I believe the reason for that is both Mark and the Hannons love Glorious Goodwood. They want to have winners there, so they send plenty of their good horses. York starts only two weeks after Goodwood, so it stands to reason they probably can't and won't do as well there. Conversely, Richard Fahey and Kevin Ryan both love York, so they tend to give Goodwood a miss and concentrate on the Knavesmire.

For jockeys, York is ever so easy to ride. That said, they do tend to get racing too early. What they also tend to do in races on the round course is come up the centre of the home straight, which to my eyes looks terrible. It still baffles me why it happens. I fail to understand why they don't go the shortest way, namely up the far rail, except that they feel by fanning out across the track they are less likely to end up with suspensions.

Sunsprite, who has now brought up a hat-trick of wins for us, is a possible runner in the Gimcrack on Friday, but his participation is dependent on the ground. He is rated 93, so he would be behind a few of his rivals, but if the conditions are soft that might just even things up for him.
As for Wednesday's Juddmonte International, I would side with Roaring Lion, mainly because he was impressive in the Dante. I always like to be with horses who have proven form on a particular track. That's especially true with York, as not every horse acts there.

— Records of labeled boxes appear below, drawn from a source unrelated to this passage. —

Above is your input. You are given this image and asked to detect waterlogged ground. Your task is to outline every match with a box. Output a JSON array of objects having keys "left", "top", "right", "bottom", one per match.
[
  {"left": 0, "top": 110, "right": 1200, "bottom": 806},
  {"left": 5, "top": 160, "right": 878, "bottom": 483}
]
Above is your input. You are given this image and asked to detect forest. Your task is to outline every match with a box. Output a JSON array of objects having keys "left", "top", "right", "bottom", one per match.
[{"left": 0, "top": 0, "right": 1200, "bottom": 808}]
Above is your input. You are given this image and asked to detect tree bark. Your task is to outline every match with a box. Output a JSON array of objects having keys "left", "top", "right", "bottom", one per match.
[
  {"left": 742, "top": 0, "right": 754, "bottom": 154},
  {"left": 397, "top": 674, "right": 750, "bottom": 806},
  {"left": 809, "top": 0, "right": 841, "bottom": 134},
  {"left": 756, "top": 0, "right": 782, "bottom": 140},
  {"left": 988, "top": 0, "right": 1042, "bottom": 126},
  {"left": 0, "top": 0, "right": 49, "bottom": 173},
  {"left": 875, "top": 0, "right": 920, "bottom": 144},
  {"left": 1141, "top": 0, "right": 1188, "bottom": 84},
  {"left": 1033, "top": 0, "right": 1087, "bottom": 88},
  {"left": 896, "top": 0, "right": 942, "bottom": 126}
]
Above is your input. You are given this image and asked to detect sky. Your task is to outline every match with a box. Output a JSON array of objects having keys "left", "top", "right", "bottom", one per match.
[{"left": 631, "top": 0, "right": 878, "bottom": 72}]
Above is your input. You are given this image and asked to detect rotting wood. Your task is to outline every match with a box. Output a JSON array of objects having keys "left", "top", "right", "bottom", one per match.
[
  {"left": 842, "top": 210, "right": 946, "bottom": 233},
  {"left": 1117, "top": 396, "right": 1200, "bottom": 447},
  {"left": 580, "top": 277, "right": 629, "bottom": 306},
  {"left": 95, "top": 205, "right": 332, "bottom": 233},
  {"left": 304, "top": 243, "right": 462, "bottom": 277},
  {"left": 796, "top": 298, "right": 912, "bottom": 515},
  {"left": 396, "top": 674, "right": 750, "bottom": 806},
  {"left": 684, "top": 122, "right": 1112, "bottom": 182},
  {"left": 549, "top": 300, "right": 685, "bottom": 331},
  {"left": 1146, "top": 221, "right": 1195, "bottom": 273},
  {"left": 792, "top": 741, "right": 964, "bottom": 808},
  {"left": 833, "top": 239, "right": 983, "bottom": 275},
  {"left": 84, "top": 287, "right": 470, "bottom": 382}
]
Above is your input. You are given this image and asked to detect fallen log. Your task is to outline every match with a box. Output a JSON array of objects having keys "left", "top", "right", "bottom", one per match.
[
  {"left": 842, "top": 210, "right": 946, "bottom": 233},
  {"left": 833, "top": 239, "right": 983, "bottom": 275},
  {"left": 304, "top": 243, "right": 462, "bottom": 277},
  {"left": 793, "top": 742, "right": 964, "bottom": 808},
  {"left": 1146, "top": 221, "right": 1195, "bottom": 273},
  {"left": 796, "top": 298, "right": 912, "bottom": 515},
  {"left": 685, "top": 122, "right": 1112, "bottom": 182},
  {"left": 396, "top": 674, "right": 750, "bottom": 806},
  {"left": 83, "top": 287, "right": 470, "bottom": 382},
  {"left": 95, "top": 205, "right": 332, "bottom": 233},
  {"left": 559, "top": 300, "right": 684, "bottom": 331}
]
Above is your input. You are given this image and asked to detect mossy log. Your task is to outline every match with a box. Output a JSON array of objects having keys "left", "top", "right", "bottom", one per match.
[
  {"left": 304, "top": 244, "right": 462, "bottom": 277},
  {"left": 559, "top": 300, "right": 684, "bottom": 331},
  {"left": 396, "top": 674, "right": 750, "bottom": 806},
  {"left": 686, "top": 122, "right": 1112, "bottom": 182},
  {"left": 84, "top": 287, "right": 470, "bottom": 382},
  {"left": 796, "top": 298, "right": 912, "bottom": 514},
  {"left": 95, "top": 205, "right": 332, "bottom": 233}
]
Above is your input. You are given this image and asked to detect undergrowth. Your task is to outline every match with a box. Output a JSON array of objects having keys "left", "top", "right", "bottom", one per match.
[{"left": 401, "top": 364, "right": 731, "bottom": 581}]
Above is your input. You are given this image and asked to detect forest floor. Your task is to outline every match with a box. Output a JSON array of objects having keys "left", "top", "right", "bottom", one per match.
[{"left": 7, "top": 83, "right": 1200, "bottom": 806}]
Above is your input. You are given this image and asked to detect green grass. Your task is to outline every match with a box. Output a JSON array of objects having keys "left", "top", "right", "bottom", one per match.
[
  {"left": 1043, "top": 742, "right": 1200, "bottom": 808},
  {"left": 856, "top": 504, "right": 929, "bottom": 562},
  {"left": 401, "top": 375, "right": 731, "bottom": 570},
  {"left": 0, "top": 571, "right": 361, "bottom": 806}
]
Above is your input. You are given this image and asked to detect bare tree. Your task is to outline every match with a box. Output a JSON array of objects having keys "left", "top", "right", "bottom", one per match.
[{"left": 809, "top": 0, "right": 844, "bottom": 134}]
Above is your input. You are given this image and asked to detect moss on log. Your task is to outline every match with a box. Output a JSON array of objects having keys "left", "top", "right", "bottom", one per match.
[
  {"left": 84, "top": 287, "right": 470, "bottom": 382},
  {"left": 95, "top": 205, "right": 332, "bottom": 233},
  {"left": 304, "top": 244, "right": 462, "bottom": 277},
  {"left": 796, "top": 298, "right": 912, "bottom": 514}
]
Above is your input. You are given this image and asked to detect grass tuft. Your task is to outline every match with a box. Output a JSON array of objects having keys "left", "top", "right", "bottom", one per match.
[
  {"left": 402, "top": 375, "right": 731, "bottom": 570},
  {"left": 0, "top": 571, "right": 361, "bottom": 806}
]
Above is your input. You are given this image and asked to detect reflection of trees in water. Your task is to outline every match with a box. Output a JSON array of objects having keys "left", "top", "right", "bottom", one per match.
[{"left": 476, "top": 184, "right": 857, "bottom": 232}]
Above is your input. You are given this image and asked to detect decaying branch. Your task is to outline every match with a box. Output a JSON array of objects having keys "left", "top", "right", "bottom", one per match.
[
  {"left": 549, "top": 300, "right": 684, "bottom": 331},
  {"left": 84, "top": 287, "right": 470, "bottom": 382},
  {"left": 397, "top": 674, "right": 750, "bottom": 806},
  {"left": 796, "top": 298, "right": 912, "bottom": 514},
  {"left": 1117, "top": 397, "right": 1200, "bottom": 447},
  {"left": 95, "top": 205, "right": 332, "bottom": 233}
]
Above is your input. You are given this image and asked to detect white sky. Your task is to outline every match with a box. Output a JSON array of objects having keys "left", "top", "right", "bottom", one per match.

The weather is causing us a few headaches at the moment.

First it was dry and hot. That caused dust, which takes its toll. Horses have very sensitive airways and through the extended dry period quite a lot will have had sore throats. For the same reason my son Dessie suddenly picked up a chesty cough.

We are now having very changeable weather. There was one morning last week when it was really chilly first thing. It almost felt frosty. It might have been as much as 7C or 8C but that was a massive drop from something like 30C the evening before. These rapid changes can bring on chills and coughs in horses. You're never sure whether rugs should be on - which can cause too much sweating - or off.

I ran a horse in a nursery at Kempton on Wednesday called Kenoughty who I felt stopped a bit quick. That may have been down to one of these weather-related issues.

When I walked into his box on the morning of the race he hadn't eaten all his breakfast. He is a horse who normally cleans his bowl but this time he had left half.

Was that enough not to run him? I pondered the question and pointed out to the owners he hadn't finished his food. In the end I decided to run him but was then left annoyed with myself for doing so when he underperformed. However, he had scoped clean two days before, his temperature was fine and he was drinking all his water, so on the balance of probability we let him race. If you didn't run any horse who failed to eat up you would have a colossal number of non-runners. You often have to take a gut decision. Sometimes you'll be right. Sometimes you'll be wrong.

The comforting aspect of this if he was indeed not quite 100 per cent on Wednesday it won't have done him any harm.

Were he a jumper who had been asked to cover three miles over fences, he would have been pulled up and damage would have been done. It would take a trainer six weeks to get a horse like that back to being cherry ripe. Flat trainers like me are far luckier than our jumps counterparts. Flat horses are off the bridle for just three furlongs and, as such, it is much easier to get back to their A-game again.